Forscherinnen und Forscher um Dr. Kai-Henrik Peiffer, Oberarzt der Medizinischen Klinik 1 des Universitätsklinikums Frankfurt, Prof. Stefan Zeuzem, Dekan der Medizinischen Fakultät der Frankfurter Goethe-Universität und Direktor der Medizinischen Klink 1 des Universitätsklinikums Frankfurt, und Prof. Eberhard Hildt, Leiter der Abteilung Virologie des Paul-Ehrlich-Instituts, haben sich in Zusammenarbeit mit Wissenschaftlerinnen und Wissenschaftlern in Italien um die Identifikation von Biomarkern für die klinische Prognose einer chronischen Hepatitis-B-Infektion bemüht. Hierzu wurden bestimmte Regionen des Hepatitis-B-Virusgenoms in Serumproben von 560 inaktiven HBV-Trägern in Europa sequenziert. Inaktive HBV-Träger tragen zwar das Virus, zeigen aber keine Zeichen einer Leberentzündung oder einer relevanten Leberschädigung. In Blutproben dieser Patientinnen und Patienten identifizierte das Forscherteam erstmalig eine offenbar weit verbreitete und prognostisch relevante Vierpunktmutation (GCAC1809-1812TTCT) – vier Punktmutationen benachbarter Nukleinbasen – in einem bestimmten Virusgenombereich (Kozak-Sequenz). Diese Mutation fand sich in 42 Prozent der Proben und war eng assoziiert sowohl mit der BCP-Doppelpunktmutation als auch – die gute Nachricht für die Betroffenen – mit niedrigen Spiegeln der HBV-DNA im Blut. In-vitro-Untersuchungen bestätigten diesen positiven Zusammenhang. Darüber hinaus fand sich bei keinem von 125 Patientinnen und Patienten mit einer HBV-bedingten Leberzirrhose (fortgeschrittener Leberumbau) diese Vierpunktmutation.

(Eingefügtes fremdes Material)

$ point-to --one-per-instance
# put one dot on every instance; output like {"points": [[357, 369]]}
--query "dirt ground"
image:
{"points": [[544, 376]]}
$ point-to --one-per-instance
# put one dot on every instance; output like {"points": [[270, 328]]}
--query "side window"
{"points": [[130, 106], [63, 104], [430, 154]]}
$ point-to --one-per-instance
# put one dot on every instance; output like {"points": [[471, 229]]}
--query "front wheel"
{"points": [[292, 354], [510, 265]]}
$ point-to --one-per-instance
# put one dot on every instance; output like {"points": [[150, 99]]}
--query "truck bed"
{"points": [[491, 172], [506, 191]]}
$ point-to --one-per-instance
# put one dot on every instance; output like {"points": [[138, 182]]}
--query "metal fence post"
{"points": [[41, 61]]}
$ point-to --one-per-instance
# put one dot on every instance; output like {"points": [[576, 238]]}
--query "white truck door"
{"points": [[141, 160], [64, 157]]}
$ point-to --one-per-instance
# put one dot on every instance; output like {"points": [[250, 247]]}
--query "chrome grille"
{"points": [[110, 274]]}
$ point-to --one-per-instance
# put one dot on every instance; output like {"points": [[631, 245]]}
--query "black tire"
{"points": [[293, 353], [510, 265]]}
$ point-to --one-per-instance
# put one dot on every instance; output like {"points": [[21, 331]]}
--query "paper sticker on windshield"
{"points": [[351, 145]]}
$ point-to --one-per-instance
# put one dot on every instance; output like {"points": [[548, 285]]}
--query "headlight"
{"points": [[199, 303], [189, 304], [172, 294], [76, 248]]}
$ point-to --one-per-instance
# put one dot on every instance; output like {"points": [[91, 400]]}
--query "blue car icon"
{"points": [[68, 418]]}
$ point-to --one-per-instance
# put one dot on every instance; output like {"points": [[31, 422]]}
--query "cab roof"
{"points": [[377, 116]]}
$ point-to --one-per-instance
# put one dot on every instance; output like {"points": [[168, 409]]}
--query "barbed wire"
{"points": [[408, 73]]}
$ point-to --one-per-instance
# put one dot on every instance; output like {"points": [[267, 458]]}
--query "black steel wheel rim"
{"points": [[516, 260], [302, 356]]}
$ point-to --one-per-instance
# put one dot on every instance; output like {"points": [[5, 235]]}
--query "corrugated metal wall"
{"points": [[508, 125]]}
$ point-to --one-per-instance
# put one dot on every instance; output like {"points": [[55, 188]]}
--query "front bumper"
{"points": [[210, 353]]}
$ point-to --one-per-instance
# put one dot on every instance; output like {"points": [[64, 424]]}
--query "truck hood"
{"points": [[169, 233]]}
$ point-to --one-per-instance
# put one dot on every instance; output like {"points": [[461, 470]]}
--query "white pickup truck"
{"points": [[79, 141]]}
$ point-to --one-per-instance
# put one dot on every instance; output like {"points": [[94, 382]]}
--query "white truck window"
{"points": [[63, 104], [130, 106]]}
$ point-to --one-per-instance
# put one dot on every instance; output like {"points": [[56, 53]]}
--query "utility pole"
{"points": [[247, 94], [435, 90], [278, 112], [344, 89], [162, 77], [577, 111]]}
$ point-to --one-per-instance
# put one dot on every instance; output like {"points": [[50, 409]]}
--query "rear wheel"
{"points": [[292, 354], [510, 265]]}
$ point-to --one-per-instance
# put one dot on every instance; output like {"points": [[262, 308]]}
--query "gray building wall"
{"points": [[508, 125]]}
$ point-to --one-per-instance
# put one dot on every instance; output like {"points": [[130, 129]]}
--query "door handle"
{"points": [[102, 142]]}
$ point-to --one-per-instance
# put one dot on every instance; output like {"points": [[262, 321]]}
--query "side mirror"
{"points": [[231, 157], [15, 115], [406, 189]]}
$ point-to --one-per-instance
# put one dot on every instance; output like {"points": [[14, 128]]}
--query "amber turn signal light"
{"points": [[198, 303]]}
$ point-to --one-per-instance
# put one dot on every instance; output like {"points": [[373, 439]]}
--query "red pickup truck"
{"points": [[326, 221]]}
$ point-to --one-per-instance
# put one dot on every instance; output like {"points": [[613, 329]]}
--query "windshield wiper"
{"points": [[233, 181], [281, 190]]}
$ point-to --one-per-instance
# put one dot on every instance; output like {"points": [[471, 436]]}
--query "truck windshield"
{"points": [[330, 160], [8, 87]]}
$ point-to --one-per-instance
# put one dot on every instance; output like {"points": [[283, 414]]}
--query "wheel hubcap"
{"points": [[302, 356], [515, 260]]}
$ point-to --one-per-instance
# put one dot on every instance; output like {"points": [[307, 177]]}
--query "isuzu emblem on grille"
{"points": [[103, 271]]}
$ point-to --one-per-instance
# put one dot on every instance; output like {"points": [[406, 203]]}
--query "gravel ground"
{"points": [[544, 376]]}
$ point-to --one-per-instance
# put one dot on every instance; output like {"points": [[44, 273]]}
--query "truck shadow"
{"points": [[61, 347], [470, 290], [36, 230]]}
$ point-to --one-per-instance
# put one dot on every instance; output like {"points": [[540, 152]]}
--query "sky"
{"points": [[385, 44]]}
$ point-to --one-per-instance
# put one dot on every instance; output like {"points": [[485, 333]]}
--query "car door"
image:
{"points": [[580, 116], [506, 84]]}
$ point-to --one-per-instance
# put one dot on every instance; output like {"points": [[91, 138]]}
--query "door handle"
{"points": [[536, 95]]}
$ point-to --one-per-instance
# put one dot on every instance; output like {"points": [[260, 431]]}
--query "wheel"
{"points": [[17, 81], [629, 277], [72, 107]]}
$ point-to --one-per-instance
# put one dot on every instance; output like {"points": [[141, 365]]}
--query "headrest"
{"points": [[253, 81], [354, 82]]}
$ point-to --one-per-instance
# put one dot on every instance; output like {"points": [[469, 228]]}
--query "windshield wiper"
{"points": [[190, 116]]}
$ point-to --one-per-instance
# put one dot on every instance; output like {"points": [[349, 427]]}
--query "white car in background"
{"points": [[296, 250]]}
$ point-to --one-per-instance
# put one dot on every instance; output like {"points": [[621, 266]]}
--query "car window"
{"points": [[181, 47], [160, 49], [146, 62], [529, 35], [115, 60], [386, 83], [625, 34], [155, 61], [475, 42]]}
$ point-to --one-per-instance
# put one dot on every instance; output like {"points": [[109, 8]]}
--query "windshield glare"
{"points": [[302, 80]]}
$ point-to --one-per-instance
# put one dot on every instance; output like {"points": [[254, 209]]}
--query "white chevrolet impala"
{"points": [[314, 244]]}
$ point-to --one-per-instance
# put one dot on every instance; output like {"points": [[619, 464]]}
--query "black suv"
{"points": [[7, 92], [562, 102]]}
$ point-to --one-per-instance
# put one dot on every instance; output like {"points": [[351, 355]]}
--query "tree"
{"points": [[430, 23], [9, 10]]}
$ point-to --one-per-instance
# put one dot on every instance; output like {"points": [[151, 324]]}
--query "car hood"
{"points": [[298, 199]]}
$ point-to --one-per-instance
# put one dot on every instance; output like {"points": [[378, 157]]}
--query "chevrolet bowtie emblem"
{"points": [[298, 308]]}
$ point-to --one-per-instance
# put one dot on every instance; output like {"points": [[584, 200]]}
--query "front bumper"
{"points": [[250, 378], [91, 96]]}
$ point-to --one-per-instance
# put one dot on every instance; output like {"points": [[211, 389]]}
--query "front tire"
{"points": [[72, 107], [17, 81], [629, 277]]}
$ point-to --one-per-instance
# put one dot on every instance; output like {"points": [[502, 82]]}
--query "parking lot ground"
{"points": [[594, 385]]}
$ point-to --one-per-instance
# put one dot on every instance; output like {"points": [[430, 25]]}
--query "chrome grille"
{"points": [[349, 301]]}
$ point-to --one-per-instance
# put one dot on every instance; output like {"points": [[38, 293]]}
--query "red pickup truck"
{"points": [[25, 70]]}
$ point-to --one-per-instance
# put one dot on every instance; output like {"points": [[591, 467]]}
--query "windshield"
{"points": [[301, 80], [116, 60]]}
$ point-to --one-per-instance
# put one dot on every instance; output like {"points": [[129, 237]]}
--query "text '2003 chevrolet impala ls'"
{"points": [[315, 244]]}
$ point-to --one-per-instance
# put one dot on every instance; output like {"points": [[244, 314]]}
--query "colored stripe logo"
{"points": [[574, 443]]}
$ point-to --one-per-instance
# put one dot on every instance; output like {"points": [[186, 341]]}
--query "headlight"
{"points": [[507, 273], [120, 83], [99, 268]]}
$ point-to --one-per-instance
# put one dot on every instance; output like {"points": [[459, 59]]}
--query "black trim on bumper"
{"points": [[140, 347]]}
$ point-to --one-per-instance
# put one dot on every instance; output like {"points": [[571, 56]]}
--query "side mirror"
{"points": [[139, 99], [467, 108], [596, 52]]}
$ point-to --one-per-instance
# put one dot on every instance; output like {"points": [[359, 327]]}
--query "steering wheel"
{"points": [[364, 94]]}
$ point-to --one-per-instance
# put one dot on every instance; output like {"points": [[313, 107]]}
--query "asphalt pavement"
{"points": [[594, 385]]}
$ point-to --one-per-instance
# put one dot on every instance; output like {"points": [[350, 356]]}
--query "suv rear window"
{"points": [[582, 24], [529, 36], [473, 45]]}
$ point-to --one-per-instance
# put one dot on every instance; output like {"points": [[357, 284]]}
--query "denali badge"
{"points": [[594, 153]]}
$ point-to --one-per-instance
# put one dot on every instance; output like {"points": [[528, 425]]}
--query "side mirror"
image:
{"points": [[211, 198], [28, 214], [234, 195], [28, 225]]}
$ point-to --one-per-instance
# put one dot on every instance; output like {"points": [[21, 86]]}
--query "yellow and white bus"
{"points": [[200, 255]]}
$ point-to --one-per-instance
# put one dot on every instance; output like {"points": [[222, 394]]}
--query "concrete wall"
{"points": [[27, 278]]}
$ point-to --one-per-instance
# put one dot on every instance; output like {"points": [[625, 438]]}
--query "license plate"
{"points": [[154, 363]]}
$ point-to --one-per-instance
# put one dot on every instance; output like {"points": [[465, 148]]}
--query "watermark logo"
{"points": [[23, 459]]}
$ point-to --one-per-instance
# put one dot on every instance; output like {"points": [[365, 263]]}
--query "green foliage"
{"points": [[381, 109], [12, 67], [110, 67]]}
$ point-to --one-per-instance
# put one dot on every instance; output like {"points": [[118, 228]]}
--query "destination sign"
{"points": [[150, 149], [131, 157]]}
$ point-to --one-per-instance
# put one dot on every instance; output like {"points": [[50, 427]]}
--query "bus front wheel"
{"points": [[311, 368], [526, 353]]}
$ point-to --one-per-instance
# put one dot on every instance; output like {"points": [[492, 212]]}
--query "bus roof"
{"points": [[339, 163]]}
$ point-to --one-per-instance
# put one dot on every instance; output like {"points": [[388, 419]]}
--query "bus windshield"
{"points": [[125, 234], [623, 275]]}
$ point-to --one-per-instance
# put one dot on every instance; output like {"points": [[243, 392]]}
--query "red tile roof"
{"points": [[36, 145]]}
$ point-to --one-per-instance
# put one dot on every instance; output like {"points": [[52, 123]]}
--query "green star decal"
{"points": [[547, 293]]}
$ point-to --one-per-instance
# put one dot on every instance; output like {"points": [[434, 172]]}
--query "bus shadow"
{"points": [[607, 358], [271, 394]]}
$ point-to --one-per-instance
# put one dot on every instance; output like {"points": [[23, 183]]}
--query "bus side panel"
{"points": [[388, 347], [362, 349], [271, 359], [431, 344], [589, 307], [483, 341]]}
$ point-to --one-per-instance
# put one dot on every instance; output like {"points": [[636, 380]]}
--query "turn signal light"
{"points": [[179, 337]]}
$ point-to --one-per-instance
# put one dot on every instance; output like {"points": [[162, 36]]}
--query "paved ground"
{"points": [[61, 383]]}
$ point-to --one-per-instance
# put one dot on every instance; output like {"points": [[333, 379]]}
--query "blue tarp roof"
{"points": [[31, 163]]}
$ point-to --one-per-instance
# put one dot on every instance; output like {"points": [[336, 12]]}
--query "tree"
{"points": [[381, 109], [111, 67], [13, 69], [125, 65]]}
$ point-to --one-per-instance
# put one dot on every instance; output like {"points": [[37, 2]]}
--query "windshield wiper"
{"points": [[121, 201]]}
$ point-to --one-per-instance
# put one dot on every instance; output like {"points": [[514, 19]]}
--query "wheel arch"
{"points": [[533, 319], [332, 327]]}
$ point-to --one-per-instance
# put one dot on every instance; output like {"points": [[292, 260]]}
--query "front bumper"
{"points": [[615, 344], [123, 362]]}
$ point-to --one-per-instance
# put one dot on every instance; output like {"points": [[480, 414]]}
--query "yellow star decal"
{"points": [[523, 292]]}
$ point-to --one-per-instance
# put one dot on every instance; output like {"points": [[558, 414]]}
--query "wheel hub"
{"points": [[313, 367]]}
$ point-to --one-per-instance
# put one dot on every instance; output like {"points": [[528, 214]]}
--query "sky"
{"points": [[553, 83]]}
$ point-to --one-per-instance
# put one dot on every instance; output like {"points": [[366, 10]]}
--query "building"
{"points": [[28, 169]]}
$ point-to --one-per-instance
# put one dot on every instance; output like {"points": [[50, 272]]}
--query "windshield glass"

Aus diesen und weiteren Analysen folgerte das Forschungsteam, dass es eine enge Assoziation zwischen der Vierpunktmutation und einem inaktiven Trägerstatus (nicht aktive Hepatitis-B-Infektion) gibt. Für die beschriebene BCP-Doppelpunktmutation wurde dagegen eine starke Korrelation mit dem Auftreten einer Leberzirrhose festgestellt, allerdings nur beim Fehlen der Vierpunktmutation. Die Vierpunktmutation liegt demnach häufig bei inaktiven HBV-Trägerinnen und -Trägern vor und scheint die BCP-Doppelpunktmutation, die mit schlechterer Prognose einhergeht, zu kompensieren.
„Unsere Daten weisen darauf hin, dass die von uns beschriebene Vierpunktmutation ein zuverlässiger Biomarker für die Prognose eines günstigen klinischen Verlaufs einer Hepatitis-B-Infektion sein könnte“
, erläutert Dr. Kai-Henrik Peiffer die Bedeutung der Ergebnisse.